Neo-classical economics focus on what we can measure. Reasonable to a large extent, as we of course wants to do our best to understand progress and predict consequences of actions in order to be able to respond in time to prevent unpleasant developments. The has always been so but the Financial collapse of 2008 has significantly increased the focus and attention on trying to predict and prevent economic problems.

However, the desire to be able to quantify and predict make the econometric models heavily biased and misleading. They and GDP (Gross Domestic Product) do NOT measure value produced and are as thus extremely dangerous to guide policies. What happens is that the models adapt policies to the flawed model assumptions. This facilitate a serious bias towards system preservation and away from policies facilitating true progress and growth.

However unsatisfactory from a position of Economic Management, we truly need to focus more on the complex causality and less on the numbers emerging from biased and increasingly misleading econometric models.

  • The main problem - they do not measure value

Economic models that assume GDP express value created in society are utterly wrong.

Not only because some processes are omitted (e.g. voluntary such as friends helping each-other, social such as household or black market selling e.g. homemade products or even shady services such as prostitutions or even criminal activities) or economic elements included wrongly (e.g. the cost of externalities in case of pollution or non-recycling of non-renewable resources)

The real problem is that the very outcome of value chains are grossly and increasingly worse misrepresented by the market price. They simply ignore the Citizen Profit despite this is the fastest growing and accumulating proportion of the economy.

When you work with models that do not understand value, how can you say anything meaningful about quality of investments and Public Choice?

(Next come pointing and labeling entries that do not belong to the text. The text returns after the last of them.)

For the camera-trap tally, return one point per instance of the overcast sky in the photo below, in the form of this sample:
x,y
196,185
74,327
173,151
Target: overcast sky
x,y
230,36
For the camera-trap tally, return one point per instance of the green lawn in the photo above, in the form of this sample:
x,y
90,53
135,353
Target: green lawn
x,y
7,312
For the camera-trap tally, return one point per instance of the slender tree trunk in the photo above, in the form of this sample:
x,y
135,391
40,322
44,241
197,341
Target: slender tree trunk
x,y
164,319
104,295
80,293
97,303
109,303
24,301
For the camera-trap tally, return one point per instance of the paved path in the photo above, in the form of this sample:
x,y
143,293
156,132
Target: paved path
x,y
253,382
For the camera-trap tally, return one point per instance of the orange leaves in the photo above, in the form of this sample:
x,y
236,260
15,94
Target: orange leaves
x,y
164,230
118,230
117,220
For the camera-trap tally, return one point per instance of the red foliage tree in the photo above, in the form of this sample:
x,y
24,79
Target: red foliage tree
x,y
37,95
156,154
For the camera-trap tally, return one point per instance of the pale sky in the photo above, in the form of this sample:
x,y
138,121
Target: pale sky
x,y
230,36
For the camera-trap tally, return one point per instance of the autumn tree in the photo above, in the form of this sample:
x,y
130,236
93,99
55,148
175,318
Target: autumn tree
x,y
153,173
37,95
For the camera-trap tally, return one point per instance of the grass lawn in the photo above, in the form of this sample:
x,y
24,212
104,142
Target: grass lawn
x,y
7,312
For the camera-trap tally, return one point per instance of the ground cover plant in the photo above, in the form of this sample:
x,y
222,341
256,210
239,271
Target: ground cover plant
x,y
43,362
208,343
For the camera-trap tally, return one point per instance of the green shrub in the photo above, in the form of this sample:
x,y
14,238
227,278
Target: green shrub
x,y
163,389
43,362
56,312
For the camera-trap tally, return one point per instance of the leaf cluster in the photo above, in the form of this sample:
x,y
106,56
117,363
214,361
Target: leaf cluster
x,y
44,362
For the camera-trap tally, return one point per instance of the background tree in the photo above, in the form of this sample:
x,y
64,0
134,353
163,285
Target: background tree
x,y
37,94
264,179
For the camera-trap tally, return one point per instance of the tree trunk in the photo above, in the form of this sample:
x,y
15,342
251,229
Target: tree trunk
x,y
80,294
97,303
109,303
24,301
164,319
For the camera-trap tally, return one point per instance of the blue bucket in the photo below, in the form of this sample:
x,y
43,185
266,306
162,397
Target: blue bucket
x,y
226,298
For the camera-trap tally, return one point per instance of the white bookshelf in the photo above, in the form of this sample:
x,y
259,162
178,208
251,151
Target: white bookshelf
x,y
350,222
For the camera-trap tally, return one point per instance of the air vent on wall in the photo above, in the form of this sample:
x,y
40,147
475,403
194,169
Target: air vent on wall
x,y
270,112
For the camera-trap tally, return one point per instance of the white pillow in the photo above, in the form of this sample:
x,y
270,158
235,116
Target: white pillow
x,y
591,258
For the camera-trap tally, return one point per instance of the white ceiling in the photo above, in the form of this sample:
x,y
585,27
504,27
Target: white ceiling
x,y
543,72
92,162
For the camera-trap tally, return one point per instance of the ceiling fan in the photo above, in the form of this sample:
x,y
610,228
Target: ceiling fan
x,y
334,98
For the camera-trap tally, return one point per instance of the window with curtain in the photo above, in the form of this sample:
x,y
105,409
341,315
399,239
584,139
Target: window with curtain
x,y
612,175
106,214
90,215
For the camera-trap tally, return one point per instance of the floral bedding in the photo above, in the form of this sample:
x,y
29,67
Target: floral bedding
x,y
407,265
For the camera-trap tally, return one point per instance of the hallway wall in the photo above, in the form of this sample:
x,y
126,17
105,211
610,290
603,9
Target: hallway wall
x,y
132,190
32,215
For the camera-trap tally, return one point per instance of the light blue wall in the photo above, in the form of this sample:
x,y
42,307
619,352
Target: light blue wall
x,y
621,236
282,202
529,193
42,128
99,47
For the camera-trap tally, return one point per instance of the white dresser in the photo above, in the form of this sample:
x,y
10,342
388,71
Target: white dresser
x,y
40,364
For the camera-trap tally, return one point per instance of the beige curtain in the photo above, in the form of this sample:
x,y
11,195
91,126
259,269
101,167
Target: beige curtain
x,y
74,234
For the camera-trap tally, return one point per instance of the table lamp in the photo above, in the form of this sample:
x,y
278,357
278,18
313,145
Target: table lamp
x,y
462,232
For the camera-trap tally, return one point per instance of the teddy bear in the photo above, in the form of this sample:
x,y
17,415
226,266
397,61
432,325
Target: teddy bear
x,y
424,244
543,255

  • The Innovation problem

Beyond the value problem is an even bigger problem when talking about predictions.

Innovation and growth is about CHANGE - we only improve by more rational processes, better sustainable resources and better adaption to individual needs. But this means that growth is essentially about change and doing things in new ways!

How can you predict this without simply modelling the assumptions of the claims turning the process of answering and calculating consequences of questions into assuming themselves without anything that resemble science and testable prediction?

  • Finally - both these problems are growing in the digitalization phase where change is biggest and individual value (should be) exploding.

The Digital transformation represent a radical departure from previous market processes in many ways.

First and foremost the individual part of any product or service is rapidly increasing and thus so does Consumer Profit. The fight to control individuals though Digital Infrastructure at the expense of Citizen profit is key to the problems of our time.

Second is that change occur on a most faster and continuous basis in many directions at the same time. Digital Value chains reorient and reconfigure themselves much faster, dynamic and in complex ways compared to earlier. This means that not only prices, but the actual structure and dynamics of a market change constantly making models assuming Status Quo increasingly useless to describe and especially predict economic change, Worse the models are often the source of problems.

As a simple example - the financial crisis of 2008 what the result of a massive increase in lending that fueled unsustainable "growth" according to the models. This was the consequence of a double failure - first a political as government globally pushed for growth and pumped liquidity and relaxed restrictions on lending everywhere. Second in the private sector where short-term profit without due consideration as to the massive bubble effects created accumulated a snowball that did with devastating effect.

But fact is that neither governments or market seems to have learned from the mistake. Bubbles are back and e.g. US government debt is exploding. Again model economists try to create "condifence" that this time they have it under control - they haven´t as they simply do not understand what is happening.

We need a Digital Renaissance on economics

The models simply don´t work for their usage and assuming they work is one of our biggest problems creating mistakes from doing more of what created the problems in the first place. Because the models claim that growth is just spending instead of focusing on sustainable value creation.

The root problem is the desire to control. Just like the safe of a Bible defining the World made the Vatican Priests fight so hard with the Inquisition to maintain order in the Universe so does model economic and bureaucrats to force society into their models, however flawed and damaging this process may be.

The outcome is not much different from Communist Chinas Big Leap ending up in hunger and disaster as they simply had no idea as to what the complexity of that they were trying to control. Just like China didn´t blossom until the Bureaucrats released control and European economy grew rapidly after the Reformation, the world today is calling for a release of assumed economic control based on flawed and biased models. (But in all honesty, China also represent the best example against anarchistic laissez-faire, e.g. on environment issues as markets suffer from serious negative externalities unless careful attention to frameworks is politically ensured)

We shouldn´t stop trying to understand and model, but we need to understand that adapting policies to what we know is flawed is worse than releasing controls and focusing on the frameworks of empowered citizens directing value chains to produce Citizen Profit.

In some ways the second Digital Renaissance is a revolt to the first Natural Sciences Renaissance as it has created and environment in which social processes are assumed to be run like a Scientific model - the very failure that former Eastern Europe and many others taught us is very dangerous.

We need to question what we can/cannot model while in parallel focus on the digital frameworks.